Newer Version Available

This content describes an older version of this product. View Latest

Append Datasets using union

You can append data from two or more data streams into a single data stream using union. The data streams must have the same field names and structure.

To use union, first load the dataset and then use foreach to do the projection. Repeat the process with another dataset. If the two resulting data streams have an identical structure, you can append them using union.

Let’s say that you have two opportunity datasets from different regions that you brought together using the Salesforce mulit-org connector.

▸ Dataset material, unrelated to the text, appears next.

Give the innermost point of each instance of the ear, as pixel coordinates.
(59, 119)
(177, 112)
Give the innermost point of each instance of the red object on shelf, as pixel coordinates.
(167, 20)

You want to add these datasets together to look at your pipeline as a whole.

The OppsRegion1 data stream contains these fields.

Diagram showing the first dataset.

The OppsRegion2 data stream contains these fields.

Diagram showing the second dataset.

Use union to combine the two data streams.
1ops1 = load "OppsRegion1";
2
3ops1 = foreach ops1 generate 'Account_Owner', 'Account_Type', 'Amount';
4
5ops2 = load  "OppsRegion2";
6ops2 = foreach ops2 generate 'Account_Owner', 'Account_Type', 'Amount';
7
8-- ops1 and ops2 have the same structure, so we can use union
9opps_total = union ops1, ops2;

The resulting data stream contains both sets of data.

Diagram showing the combined datasets.